O impacto económico varia consideravelmente por setor e região:
| Setor | Aumento de Custos | Impacto nas Cadeias de Abastecimento |
|---|---|---|
| Automóvel | 15–20 % | Escassez grave de peças, atrasos na produção |
| Eletrónica | 10–15 % | Falta de componentes, prazos de entrega prolongados |
| Bens de consumo | 8–12 % | Excesso de inventário, constrangimentos logísticos |
Dados históricos de anteriores ações tarifárias demonstram uma correlação preocupante com recessões económicas. As tarifas acentuadas do final da década de 2010 e início dos anos 2020 contribuíram para recessões regionais, ao aumentar os preços ao consumidor e reduzir o poder de compra. Com as tarifas de 2025 a abrangerem mais produtos e com taxas superiores, os economistas alertam para o risco de estas perturbações se propagarem, podendo originar uma recessão mais ampla devido ao abrandamento industrial e à diminuição da confiança dos consumidores perante o aumento dos preços dos bens essenciais.
As projeções económicas apontam que a incerteza em torno das políticas económicas de Trump deverá impactar de forma significativa o crescimento dos Estados Unidos. As previsões mais recentes indicam que o crescimento do PIB dos EUA desacelerará para 1,8 % em 2025, face aos 2,8 % em 2024, traduzindo uma redução de 1 ponto percentual devido às incertezas políticas.
Este abrandamento resulta sobretudo da imprevisibilidade na implementação das tarifas e das preocupações mais amplas sobre política económica. Os principais indicadores de mercado refletem esta tendência:
| Indicador Económico | 2024 | 2025 (Projeção) | Variação |
|---|---|---|---|
| Taxa de Crescimento do PIB | 2,8 % | 1,8 % | -1,0 % |
| Valor do Dólar dos EUA | Base | Desvalorização | Negativo |
| Investimento Empresarial | Forte | Em declínio | Negativo |
Os estudos mostram que a incerteza política na era Trump afetou negativamente os padrões de investimento e consumo. O setor das trocas comerciais foi particularmente afetado pela volatilidade induzida pelas tarifas. Por exemplo, no início de 2025, a economia dos EUA contraiu-se a uma taxa de 0,6 %, à medida que as empresas anteciparam importações perante a iminente implementação das tarifas.

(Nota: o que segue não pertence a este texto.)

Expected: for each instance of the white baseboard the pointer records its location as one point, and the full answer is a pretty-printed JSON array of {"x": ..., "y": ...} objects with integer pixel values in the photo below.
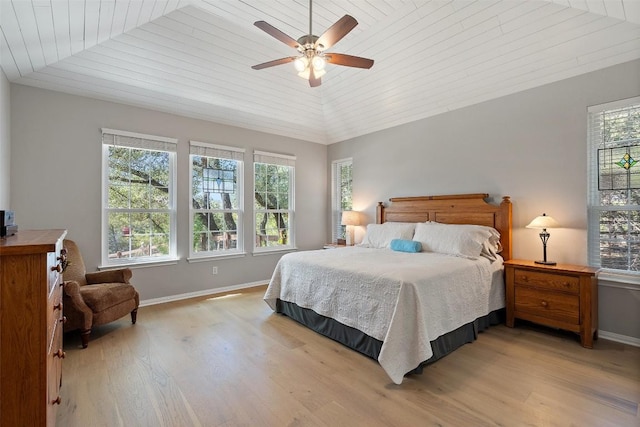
[
  {"x": 619, "y": 338},
  {"x": 207, "y": 292}
]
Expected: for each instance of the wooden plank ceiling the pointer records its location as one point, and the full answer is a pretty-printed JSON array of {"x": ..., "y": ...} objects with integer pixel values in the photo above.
[{"x": 193, "y": 57}]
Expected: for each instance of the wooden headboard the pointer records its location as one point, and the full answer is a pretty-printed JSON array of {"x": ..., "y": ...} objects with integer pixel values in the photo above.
[{"x": 452, "y": 209}]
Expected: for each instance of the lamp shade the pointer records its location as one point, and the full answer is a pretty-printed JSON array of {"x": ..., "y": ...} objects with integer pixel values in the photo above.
[
  {"x": 350, "y": 218},
  {"x": 543, "y": 222}
]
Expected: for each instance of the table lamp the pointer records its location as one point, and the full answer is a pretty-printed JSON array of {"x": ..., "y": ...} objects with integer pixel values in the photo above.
[{"x": 543, "y": 222}]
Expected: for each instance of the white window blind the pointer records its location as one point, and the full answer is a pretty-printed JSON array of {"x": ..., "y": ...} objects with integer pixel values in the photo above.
[
  {"x": 614, "y": 186},
  {"x": 215, "y": 150},
  {"x": 138, "y": 140},
  {"x": 274, "y": 159}
]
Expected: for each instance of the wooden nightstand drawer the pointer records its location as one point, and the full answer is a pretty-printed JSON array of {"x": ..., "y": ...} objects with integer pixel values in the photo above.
[
  {"x": 548, "y": 304},
  {"x": 546, "y": 280}
]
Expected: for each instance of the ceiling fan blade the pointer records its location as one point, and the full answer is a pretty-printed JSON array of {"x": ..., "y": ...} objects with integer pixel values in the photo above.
[
  {"x": 276, "y": 33},
  {"x": 336, "y": 32},
  {"x": 313, "y": 80},
  {"x": 348, "y": 60},
  {"x": 274, "y": 63}
]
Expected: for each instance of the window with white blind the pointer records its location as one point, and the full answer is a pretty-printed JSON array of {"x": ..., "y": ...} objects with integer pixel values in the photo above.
[
  {"x": 216, "y": 212},
  {"x": 341, "y": 195},
  {"x": 138, "y": 203},
  {"x": 614, "y": 186},
  {"x": 273, "y": 201}
]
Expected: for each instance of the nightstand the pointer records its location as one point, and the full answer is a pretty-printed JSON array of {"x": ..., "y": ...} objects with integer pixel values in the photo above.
[{"x": 562, "y": 296}]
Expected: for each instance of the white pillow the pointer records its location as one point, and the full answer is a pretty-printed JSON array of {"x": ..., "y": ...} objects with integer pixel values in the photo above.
[
  {"x": 380, "y": 235},
  {"x": 463, "y": 240}
]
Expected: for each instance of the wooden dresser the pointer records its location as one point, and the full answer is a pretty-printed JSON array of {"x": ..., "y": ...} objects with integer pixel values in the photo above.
[
  {"x": 30, "y": 327},
  {"x": 562, "y": 296}
]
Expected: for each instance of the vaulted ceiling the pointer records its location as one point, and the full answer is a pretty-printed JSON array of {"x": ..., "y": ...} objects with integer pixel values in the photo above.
[{"x": 194, "y": 57}]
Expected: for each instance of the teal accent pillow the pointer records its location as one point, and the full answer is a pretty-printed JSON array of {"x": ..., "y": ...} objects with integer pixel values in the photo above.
[{"x": 401, "y": 245}]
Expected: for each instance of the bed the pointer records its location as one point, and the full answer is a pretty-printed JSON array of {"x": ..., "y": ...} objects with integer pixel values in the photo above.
[{"x": 404, "y": 308}]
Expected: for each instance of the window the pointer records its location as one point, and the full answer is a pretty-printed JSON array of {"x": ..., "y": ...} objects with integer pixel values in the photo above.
[
  {"x": 273, "y": 201},
  {"x": 341, "y": 195},
  {"x": 138, "y": 207},
  {"x": 614, "y": 186},
  {"x": 216, "y": 199}
]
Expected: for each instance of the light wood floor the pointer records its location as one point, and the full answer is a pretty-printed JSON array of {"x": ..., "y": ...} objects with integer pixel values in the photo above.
[{"x": 230, "y": 361}]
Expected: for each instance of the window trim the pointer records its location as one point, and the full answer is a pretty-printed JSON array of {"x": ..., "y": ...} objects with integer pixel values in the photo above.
[
  {"x": 288, "y": 160},
  {"x": 593, "y": 206},
  {"x": 227, "y": 153},
  {"x": 160, "y": 143}
]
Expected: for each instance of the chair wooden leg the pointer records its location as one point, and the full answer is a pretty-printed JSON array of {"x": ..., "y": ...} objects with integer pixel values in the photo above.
[{"x": 84, "y": 335}]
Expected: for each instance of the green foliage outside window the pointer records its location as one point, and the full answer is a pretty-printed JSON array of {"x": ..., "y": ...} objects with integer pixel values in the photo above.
[
  {"x": 215, "y": 203},
  {"x": 138, "y": 205},
  {"x": 272, "y": 204}
]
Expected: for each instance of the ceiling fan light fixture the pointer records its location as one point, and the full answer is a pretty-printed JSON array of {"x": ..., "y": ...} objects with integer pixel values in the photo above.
[
  {"x": 306, "y": 73},
  {"x": 301, "y": 64},
  {"x": 318, "y": 63}
]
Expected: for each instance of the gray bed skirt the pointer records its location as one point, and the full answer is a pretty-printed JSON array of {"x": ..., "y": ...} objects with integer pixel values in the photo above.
[{"x": 369, "y": 346}]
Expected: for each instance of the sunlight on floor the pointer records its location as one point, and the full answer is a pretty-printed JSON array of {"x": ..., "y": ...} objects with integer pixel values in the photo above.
[{"x": 224, "y": 296}]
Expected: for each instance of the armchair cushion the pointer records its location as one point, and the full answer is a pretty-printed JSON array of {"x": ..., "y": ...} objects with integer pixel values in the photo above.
[
  {"x": 103, "y": 296},
  {"x": 109, "y": 276},
  {"x": 78, "y": 314}
]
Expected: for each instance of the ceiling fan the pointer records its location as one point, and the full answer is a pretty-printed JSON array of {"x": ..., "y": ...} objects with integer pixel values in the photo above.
[{"x": 311, "y": 61}]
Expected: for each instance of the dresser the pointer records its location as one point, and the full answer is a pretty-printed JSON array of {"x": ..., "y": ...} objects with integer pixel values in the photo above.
[
  {"x": 30, "y": 327},
  {"x": 562, "y": 296}
]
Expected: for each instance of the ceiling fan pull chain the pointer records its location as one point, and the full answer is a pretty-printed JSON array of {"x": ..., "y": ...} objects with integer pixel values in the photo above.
[{"x": 310, "y": 32}]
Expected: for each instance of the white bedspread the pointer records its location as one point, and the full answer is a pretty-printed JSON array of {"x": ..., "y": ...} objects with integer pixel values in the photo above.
[{"x": 404, "y": 300}]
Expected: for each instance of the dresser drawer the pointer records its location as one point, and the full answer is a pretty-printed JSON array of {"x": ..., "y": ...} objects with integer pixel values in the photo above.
[
  {"x": 546, "y": 280},
  {"x": 548, "y": 304},
  {"x": 54, "y": 373},
  {"x": 54, "y": 311}
]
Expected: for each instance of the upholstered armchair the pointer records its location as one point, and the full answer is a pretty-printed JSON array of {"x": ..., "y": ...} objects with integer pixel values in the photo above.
[{"x": 92, "y": 299}]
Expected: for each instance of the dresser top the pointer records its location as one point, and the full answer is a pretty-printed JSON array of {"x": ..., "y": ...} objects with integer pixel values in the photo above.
[
  {"x": 31, "y": 241},
  {"x": 559, "y": 268}
]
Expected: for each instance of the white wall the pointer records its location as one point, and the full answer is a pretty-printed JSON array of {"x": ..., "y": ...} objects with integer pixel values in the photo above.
[
  {"x": 5, "y": 142},
  {"x": 530, "y": 146},
  {"x": 56, "y": 182}
]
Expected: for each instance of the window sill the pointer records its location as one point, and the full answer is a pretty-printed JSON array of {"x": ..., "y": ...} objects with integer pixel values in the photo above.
[
  {"x": 164, "y": 261},
  {"x": 615, "y": 279},
  {"x": 273, "y": 251},
  {"x": 217, "y": 257}
]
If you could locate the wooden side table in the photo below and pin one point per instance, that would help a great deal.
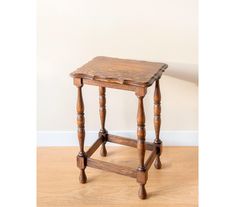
(128, 75)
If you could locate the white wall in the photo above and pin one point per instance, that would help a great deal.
(72, 32)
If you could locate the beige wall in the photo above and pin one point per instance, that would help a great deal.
(72, 32)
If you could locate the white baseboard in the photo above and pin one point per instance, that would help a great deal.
(69, 138)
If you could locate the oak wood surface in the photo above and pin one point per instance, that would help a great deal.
(175, 185)
(128, 141)
(108, 166)
(122, 71)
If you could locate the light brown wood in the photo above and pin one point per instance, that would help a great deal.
(102, 110)
(157, 122)
(81, 135)
(123, 74)
(94, 147)
(122, 170)
(175, 185)
(128, 141)
(121, 71)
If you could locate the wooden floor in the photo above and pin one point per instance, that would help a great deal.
(176, 184)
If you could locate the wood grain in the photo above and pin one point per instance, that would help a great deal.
(121, 71)
(175, 185)
(128, 141)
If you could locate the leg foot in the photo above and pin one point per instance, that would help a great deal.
(142, 192)
(157, 163)
(82, 177)
(103, 151)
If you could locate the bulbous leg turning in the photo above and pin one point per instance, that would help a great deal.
(103, 151)
(82, 177)
(142, 192)
(157, 163)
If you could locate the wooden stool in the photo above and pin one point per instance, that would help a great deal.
(128, 75)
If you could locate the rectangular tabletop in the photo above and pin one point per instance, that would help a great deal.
(122, 71)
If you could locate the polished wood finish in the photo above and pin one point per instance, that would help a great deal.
(175, 185)
(102, 110)
(81, 134)
(128, 142)
(150, 160)
(94, 147)
(141, 174)
(121, 71)
(131, 75)
(122, 170)
(157, 122)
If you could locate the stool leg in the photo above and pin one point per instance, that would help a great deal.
(157, 123)
(81, 158)
(141, 171)
(102, 110)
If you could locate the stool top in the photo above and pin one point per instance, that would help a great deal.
(122, 71)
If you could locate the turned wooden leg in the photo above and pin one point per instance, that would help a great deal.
(102, 110)
(141, 171)
(157, 124)
(81, 157)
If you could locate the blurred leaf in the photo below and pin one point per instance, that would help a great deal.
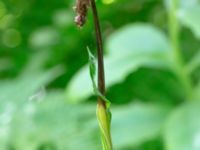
(137, 123)
(127, 52)
(139, 40)
(75, 126)
(183, 128)
(32, 79)
(189, 17)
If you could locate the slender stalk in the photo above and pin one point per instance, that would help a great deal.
(174, 36)
(101, 76)
(103, 112)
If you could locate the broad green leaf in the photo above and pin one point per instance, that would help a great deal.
(130, 48)
(138, 40)
(76, 127)
(182, 131)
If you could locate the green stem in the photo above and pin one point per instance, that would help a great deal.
(174, 36)
(103, 112)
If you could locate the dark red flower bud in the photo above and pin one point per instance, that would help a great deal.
(81, 9)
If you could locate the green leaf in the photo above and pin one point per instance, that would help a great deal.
(75, 126)
(126, 53)
(134, 124)
(183, 128)
(189, 17)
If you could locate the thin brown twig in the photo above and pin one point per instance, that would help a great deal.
(101, 76)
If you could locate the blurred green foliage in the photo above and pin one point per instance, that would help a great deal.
(46, 100)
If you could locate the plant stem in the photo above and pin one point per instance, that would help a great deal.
(103, 112)
(174, 36)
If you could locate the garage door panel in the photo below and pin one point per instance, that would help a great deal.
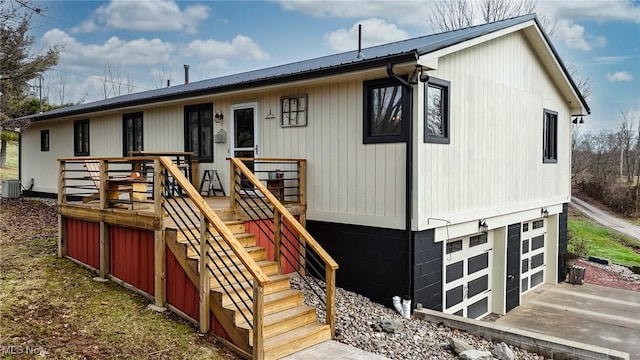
(454, 296)
(478, 262)
(455, 271)
(478, 308)
(478, 286)
(467, 281)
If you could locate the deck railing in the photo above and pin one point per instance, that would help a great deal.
(293, 246)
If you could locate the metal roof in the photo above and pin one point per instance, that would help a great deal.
(376, 56)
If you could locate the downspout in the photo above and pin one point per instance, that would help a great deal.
(408, 183)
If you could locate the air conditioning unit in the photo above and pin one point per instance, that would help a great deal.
(10, 189)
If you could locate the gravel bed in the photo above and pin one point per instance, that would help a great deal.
(620, 270)
(357, 318)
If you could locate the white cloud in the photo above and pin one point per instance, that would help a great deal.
(620, 76)
(374, 32)
(574, 36)
(241, 46)
(112, 51)
(598, 10)
(610, 59)
(401, 12)
(148, 15)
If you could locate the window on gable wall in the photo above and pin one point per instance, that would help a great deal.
(44, 140)
(436, 111)
(550, 137)
(132, 133)
(81, 138)
(386, 105)
(198, 128)
(294, 110)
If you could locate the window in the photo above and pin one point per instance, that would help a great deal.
(81, 138)
(436, 111)
(477, 240)
(198, 131)
(550, 137)
(454, 246)
(44, 140)
(294, 110)
(132, 133)
(386, 104)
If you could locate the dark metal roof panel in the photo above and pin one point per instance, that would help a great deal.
(317, 67)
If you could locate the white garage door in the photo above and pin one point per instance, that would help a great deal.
(532, 261)
(467, 279)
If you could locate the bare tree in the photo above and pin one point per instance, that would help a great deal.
(447, 15)
(626, 138)
(115, 82)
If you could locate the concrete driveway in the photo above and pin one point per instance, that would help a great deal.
(587, 313)
(606, 219)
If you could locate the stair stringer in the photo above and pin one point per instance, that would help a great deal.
(239, 337)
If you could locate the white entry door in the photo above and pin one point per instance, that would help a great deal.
(467, 276)
(532, 264)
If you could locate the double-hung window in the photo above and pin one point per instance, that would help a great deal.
(386, 111)
(132, 133)
(436, 111)
(81, 138)
(550, 137)
(198, 128)
(44, 140)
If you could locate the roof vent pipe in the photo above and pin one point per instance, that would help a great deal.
(360, 55)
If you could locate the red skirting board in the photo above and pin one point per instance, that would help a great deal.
(183, 295)
(131, 257)
(263, 230)
(181, 292)
(83, 241)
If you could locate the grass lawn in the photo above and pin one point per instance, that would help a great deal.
(10, 171)
(53, 305)
(603, 242)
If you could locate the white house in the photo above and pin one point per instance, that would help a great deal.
(438, 168)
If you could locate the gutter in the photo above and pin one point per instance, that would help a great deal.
(408, 179)
(220, 89)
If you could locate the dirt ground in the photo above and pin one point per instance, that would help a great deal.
(51, 307)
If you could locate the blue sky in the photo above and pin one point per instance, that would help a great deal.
(148, 41)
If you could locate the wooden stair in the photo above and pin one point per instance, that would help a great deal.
(288, 325)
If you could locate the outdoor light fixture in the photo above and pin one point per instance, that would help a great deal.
(418, 74)
(482, 225)
(270, 116)
(544, 212)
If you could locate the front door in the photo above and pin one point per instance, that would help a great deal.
(532, 264)
(244, 139)
(244, 130)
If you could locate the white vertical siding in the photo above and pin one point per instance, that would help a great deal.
(493, 164)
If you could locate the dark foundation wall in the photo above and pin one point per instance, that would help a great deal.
(373, 261)
(563, 238)
(427, 270)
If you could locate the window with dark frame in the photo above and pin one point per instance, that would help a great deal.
(294, 110)
(132, 133)
(198, 131)
(436, 111)
(44, 140)
(81, 138)
(550, 137)
(386, 105)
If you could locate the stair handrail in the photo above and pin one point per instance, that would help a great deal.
(329, 261)
(330, 264)
(253, 268)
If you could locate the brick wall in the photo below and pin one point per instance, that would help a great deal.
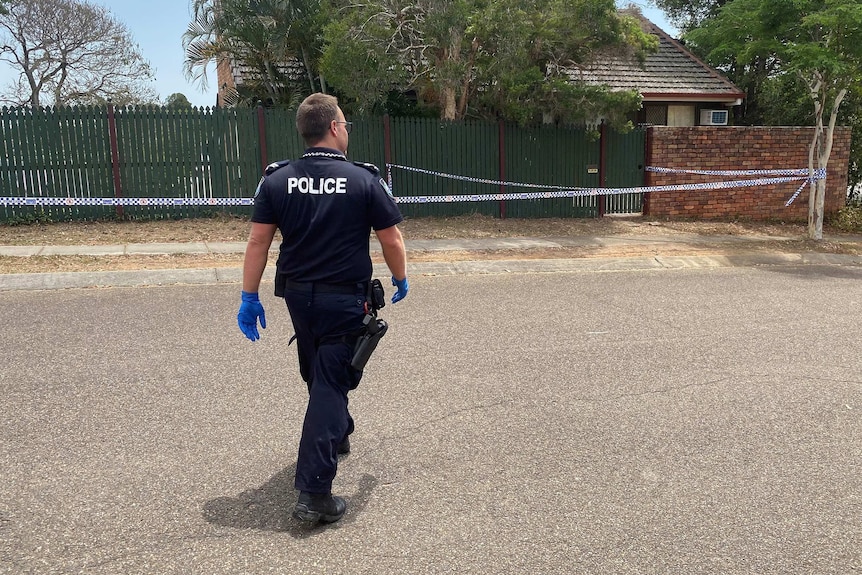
(739, 148)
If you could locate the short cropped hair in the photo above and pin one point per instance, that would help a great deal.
(314, 116)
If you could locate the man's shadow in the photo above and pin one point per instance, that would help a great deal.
(270, 506)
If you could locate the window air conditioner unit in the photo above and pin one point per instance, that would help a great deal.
(713, 117)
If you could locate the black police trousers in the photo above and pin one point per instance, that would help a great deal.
(327, 326)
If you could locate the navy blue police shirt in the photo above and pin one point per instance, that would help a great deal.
(325, 208)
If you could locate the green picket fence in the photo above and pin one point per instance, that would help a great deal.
(153, 152)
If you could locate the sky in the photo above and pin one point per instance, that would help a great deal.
(157, 26)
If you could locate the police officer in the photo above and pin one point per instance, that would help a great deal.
(325, 208)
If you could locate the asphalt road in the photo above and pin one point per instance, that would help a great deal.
(663, 421)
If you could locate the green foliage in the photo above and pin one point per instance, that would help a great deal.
(177, 100)
(504, 59)
(795, 59)
(272, 43)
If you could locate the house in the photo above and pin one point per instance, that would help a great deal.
(677, 88)
(233, 75)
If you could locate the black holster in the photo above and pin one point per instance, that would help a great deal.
(367, 343)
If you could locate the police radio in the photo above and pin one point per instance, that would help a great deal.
(374, 328)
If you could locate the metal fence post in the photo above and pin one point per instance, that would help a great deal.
(501, 139)
(115, 156)
(261, 135)
(603, 156)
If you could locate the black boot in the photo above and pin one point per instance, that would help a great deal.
(323, 507)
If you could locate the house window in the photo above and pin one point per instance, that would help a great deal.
(655, 114)
(680, 115)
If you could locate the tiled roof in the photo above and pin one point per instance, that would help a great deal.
(672, 73)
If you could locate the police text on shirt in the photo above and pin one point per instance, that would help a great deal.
(317, 186)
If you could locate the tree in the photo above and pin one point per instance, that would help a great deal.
(819, 42)
(689, 14)
(71, 52)
(274, 43)
(502, 58)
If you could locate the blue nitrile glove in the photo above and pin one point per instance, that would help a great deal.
(249, 310)
(402, 289)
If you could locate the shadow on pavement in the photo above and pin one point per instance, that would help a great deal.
(269, 507)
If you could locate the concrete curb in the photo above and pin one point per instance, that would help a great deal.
(233, 275)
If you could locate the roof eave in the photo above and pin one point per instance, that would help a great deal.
(729, 99)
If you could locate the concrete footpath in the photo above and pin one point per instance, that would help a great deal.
(658, 245)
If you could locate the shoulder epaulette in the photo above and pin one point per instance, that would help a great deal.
(275, 166)
(370, 167)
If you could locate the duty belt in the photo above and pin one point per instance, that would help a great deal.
(317, 287)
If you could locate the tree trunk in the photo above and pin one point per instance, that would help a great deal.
(822, 147)
(447, 102)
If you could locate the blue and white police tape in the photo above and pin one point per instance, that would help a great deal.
(810, 176)
(783, 176)
(158, 202)
(549, 191)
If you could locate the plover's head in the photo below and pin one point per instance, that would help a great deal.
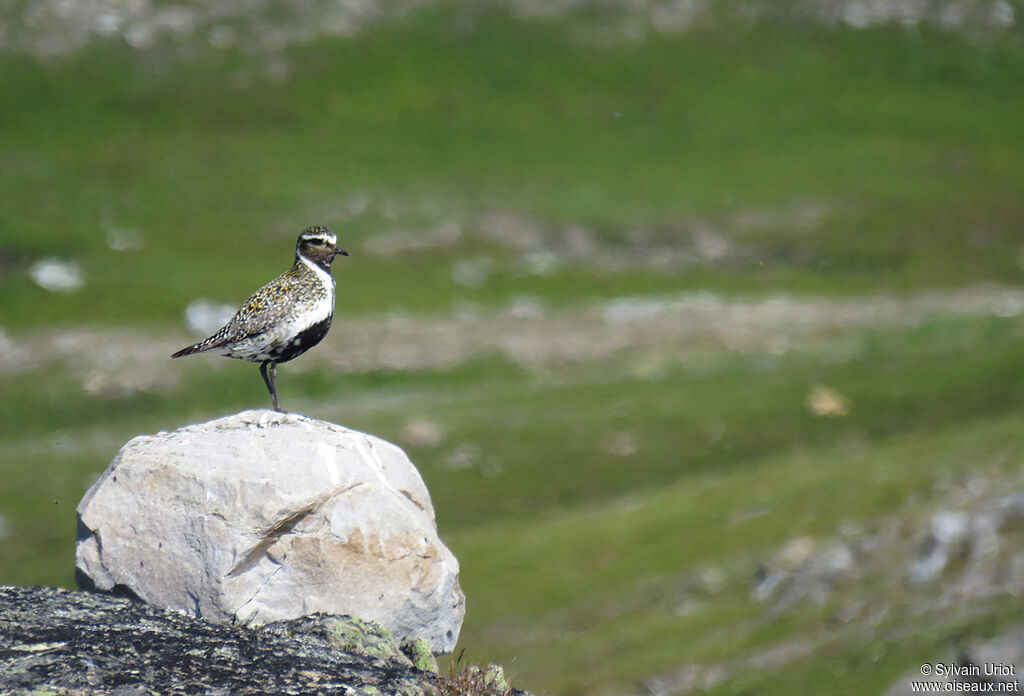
(318, 245)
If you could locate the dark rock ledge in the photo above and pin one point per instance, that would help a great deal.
(56, 642)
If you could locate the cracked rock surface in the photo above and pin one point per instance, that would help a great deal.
(83, 644)
(262, 517)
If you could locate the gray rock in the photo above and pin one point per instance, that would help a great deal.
(263, 517)
(54, 641)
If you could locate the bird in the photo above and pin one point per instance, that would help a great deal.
(287, 316)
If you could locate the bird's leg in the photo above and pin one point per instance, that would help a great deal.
(271, 382)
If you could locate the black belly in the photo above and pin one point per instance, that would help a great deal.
(302, 342)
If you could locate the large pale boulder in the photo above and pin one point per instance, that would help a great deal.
(263, 516)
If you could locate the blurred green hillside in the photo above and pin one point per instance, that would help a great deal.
(667, 321)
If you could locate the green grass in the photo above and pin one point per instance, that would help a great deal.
(576, 556)
(911, 143)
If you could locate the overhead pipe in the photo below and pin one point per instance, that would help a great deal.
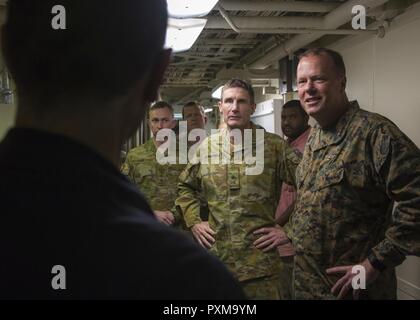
(280, 30)
(334, 19)
(295, 6)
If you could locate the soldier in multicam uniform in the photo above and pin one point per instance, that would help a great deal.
(158, 182)
(241, 229)
(355, 165)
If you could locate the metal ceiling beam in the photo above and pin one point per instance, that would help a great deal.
(217, 22)
(334, 19)
(226, 41)
(292, 6)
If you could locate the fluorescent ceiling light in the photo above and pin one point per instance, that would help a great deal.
(190, 8)
(182, 33)
(217, 94)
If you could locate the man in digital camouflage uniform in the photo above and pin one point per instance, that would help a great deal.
(355, 165)
(158, 182)
(241, 229)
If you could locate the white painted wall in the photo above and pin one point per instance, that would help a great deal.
(383, 75)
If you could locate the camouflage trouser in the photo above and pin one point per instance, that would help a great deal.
(265, 288)
(286, 278)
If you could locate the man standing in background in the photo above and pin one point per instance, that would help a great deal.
(294, 125)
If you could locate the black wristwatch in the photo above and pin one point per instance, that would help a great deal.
(374, 261)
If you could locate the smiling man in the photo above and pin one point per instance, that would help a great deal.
(355, 166)
(241, 229)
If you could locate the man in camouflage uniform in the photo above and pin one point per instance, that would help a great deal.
(241, 206)
(158, 182)
(355, 165)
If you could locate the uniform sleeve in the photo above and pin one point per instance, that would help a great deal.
(188, 201)
(127, 168)
(396, 162)
(288, 164)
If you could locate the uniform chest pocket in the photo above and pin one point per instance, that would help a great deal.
(329, 176)
(214, 182)
(144, 174)
(259, 187)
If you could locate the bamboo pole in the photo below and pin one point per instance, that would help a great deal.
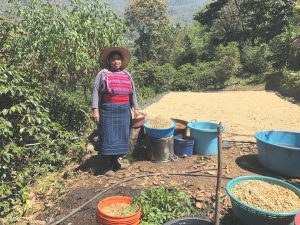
(217, 206)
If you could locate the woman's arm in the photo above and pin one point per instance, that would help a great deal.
(133, 97)
(96, 97)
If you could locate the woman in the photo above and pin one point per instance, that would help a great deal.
(113, 97)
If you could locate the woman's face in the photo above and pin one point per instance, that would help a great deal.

Apesar destes desafios, a resiliência dos consumidores permitiu alguma compensação, como mostra o desempenho robusto no segundo trimestre de 2025, quando o PIB cresceu a uma taxa anualizada de 3,8 %, o ritmo mais elevado desde o terceiro trimestre de 2023. Isto indica que, embora a incerteza política crie obstáculos, outros fatores económicos podem mitigar parcialmente o abrandamento projetado.